55. zepdrix Group Title

lol :D

56. lilsis76 Group Title

the cos is going to be 1/2 then

57. zepdrix Group Title

K sounds good :D positive right? since we're in the 4th.

58. lilsis76 Group Title

yes. but how did we get from 2nd to fourth? haha i just noticed that

59. zepdrix Group Title

So your problem should give you something like this,$\large \cos(s-t)=\cos(s)\cos(t)+\sin(s)\sin(t)$ $\large \rightarrow \quad \left(-\frac{5}{13}\right)\cdot\left(\frac{1}{2}\right)+\left(\frac{12}{13}\right)\cdot\left(-\frac{\sqrt3}{2}\right)$

60. zepdrix Group Title

Oh S was in 2nd :) t was in 4th

61. zepdrix Group Title

They're making us jump around and use 2 different angles.

62. lilsis76 Group Title

WAIT! i see it, tan t is - sqrt 3, so that means -sin/+ cos haha okay 4th Q

63. zepdrix Group Title

Oh also, they told us that 3pi/2 < t < 2pi These are the boundaries on t, remember where this region lies? :D

64. zepdrix Group Title

-sqrt3 isn't quite enough information. Because tan t could be +sin/-cos right? :) Which is second quad.

65. lilsis76 Group Title

oh...thats true

66. lilsis76 Group Title

okay so now i solve that equation?? or do we gotta get another anser?

67. zepdrix Group Title

See the big ugly fractions I plugged in? We just need to simplify that down a tiny bit, NO DECIMAL, and we're finished.

68. lilsis76 Group Title

haha okay hold on let me try it

69. lilsis76 Group Title

i got - 5/12, haha and i cant do the other one

70. lilsis76 Group Title

OH! -5/26 sorry haha

71. zepdrix Group Title

It won't simply very far :) We're just combining fractions.
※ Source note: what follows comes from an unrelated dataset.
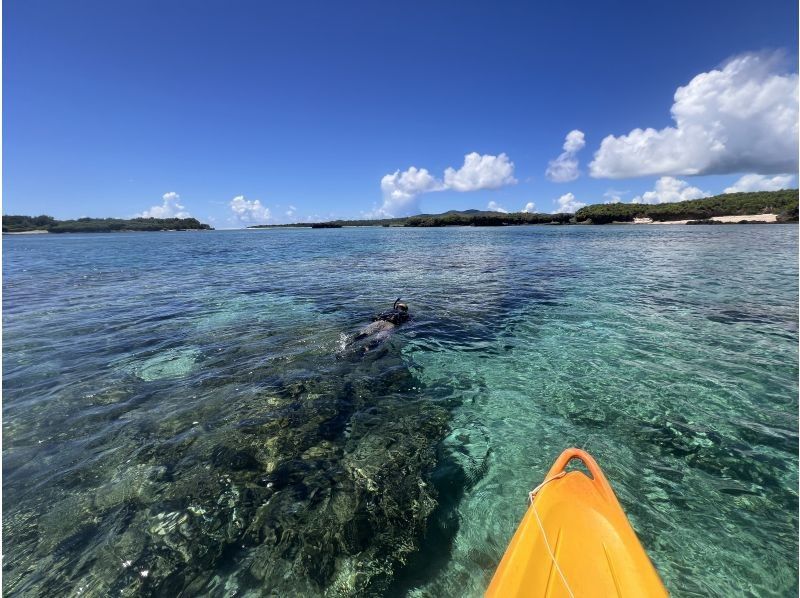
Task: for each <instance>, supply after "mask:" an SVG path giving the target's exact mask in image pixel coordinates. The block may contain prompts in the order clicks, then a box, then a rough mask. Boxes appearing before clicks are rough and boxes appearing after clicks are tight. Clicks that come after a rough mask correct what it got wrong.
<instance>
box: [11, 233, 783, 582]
mask: <svg viewBox="0 0 800 598" xmlns="http://www.w3.org/2000/svg"><path fill="white" fill-rule="evenodd" d="M3 249H4V256H3V271H4V281H3V285H4V295H3V325H4V330H3V332H4V335H3V389H4V401H3V438H4V440H3V467H4V478H3V491H4V499H5V500H4V503H3V505H4V506H3V509H4V512H3V522H4V526H3V533H4V543H5V546H6V549H5V560H4V576H3V579H4V582H3V583H4V591H5V592H8V593H16V594H20V595H31V596H32V595H41V594H42V593H64V592H70V593H79V592H80V593H84V594H88V595H97V596H101V595H107V594H108V593H109V592H113V593H122V594H123V595H138V594H153V593H177V592H178V591H181V590H183V591H184V592H186V593H189V594H191V593H207V594H211V595H220V596H222V595H254V596H255V595H261V594H269V593H270V592H272V593H274V594H286V593H288V592H291V593H295V594H303V595H319V594H322V593H325V592H327V593H328V594H331V595H336V594H352V593H359V592H361V593H370V594H375V593H379V594H389V595H412V596H442V595H453V596H456V595H459V596H461V595H480V594H481V592H482V591H483V589H484V588H485V586H486V584H487V583H488V580H489V578H490V577H491V574H492V572H493V569H494V567H495V566H496V564H497V562H498V561H499V559H500V557H501V556H502V553H503V551H504V549H505V546H506V544H507V542H508V540H509V539H510V536H511V535H512V533H513V531H514V528H515V526H516V524H517V522H518V521H519V518H520V517H521V516H522V514H523V512H524V509H525V496H526V493H527V491H528V490H530V488H532V487H533V486H535V485H536V484H537V483H538V482H539V481H540V480H541V478H542V476H543V475H544V473H545V472H546V471H547V469H548V468H549V466H550V464H551V463H552V461H553V460H554V459H555V457H556V456H557V454H558V453H559V452H560V451H561V450H562V449H563V448H564V447H566V446H569V445H573V444H574V445H578V446H583V447H586V448H588V449H589V450H590V451H591V452H592V453H593V454H594V455H595V457H596V458H597V459H598V461H599V462H600V464H601V465H602V466H603V468H604V469H605V471H606V473H607V475H608V477H609V478H610V480H611V482H612V484H613V485H614V488H615V490H616V491H617V494H618V496H619V497H620V500H621V502H622V503H623V506H624V507H625V509H626V512H627V513H628V514H629V516H630V518H631V520H632V522H633V524H634V527H635V528H636V530H637V532H638V533H639V535H640V537H641V538H642V540H643V542H644V544H645V546H646V548H647V550H648V552H649V554H650V556H651V558H652V559H653V560H654V562H655V564H656V566H657V568H658V569H659V571H660V572H661V574H662V576H663V578H664V580H665V583H666V585H667V587H668V588H669V589H670V590H671V591H672V593H673V594H674V595H679V596H687V595H688V596H691V595H717V596H729V595H754V596H770V595H774V596H783V595H793V594H796V593H797V504H798V503H797V486H798V475H797V467H798V463H797V450H798V430H797V408H798V405H797V392H798V389H797V377H798V367H797V362H798V355H797V343H798V331H797V318H798V304H797V296H798V287H797V227H793V226H744V225H743V226H735V227H694V228H693V227H667V226H665V227H635V228H634V227H525V228H508V229H506V228H503V229H480V228H478V229H475V228H463V229H446V230H441V229H439V230H437V229H428V230H407V229H361V230H359V229H339V230H314V231H312V230H270V231H247V232H212V233H171V234H167V233H160V234H158V233H156V234H150V233H142V234H117V235H68V236H59V237H56V236H35V237H23V236H17V237H13V238H9V237H4V239H3ZM399 295H402V296H403V297H404V298H406V299H407V300H408V301H409V302H410V304H411V308H412V311H413V313H414V316H415V319H414V322H413V323H411V324H410V325H408V326H406V327H404V328H402V329H400V330H399V331H398V332H397V333H395V334H394V335H393V336H392V337H391V338H390V340H389V341H387V342H386V343H385V344H383V345H381V346H380V347H378V348H376V349H375V350H373V351H370V352H368V353H367V354H366V355H360V354H348V353H344V354H342V353H341V348H342V343H343V339H344V338H345V336H344V335H347V334H352V333H353V332H355V331H356V330H357V329H358V328H359V327H360V326H363V325H364V324H366V323H368V322H369V320H370V317H371V315H372V314H373V313H375V312H377V311H379V310H382V309H384V308H385V306H386V304H387V303H390V302H391V301H392V300H393V299H394V298H395V297H397V296H399ZM337 353H338V358H337Z"/></svg>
Giving you something like this,$\huge \cos(s-t)\quad =\quad \frac{-5-12\sqrt3}{26}$

72. zepdrix Group Title

Sounds like you're on the right track though :D

73. lilsis76 Group Title

dang. haha thank you so much

74. lilsis76 Group Title

just let me know when you have to get off okay :)

75. zepdrix Group Title

I'm not positive that's correct. It's a rather burdensome problem. Hopefully we didn't make any silly mistakes in there. :D

76. zepdrix Group Title

Post your new questions in NEW threads. That way, just in case I can't get to them, someone else won't have to scroll AAAALL the way down this thread to find your question. :D

77. lilsis76 Group Title

okay :)

78. phi Group Title

fyi, you got the exact answer $\cos(s-t)= \frac{-(5+12\sqrt{3})}{26}$

79. phi Group Title

btw, it is helpful to remember that if the lengths of a triangle are 3,,4,5 or 5,12,13 they are right triangles (it saves time solving for the 3rd side if you know this) also, if all 3 legs are multiplied by the same number (example: 10,24,26 (5,12,13 all multiplied by 2), then you still have a right triangle.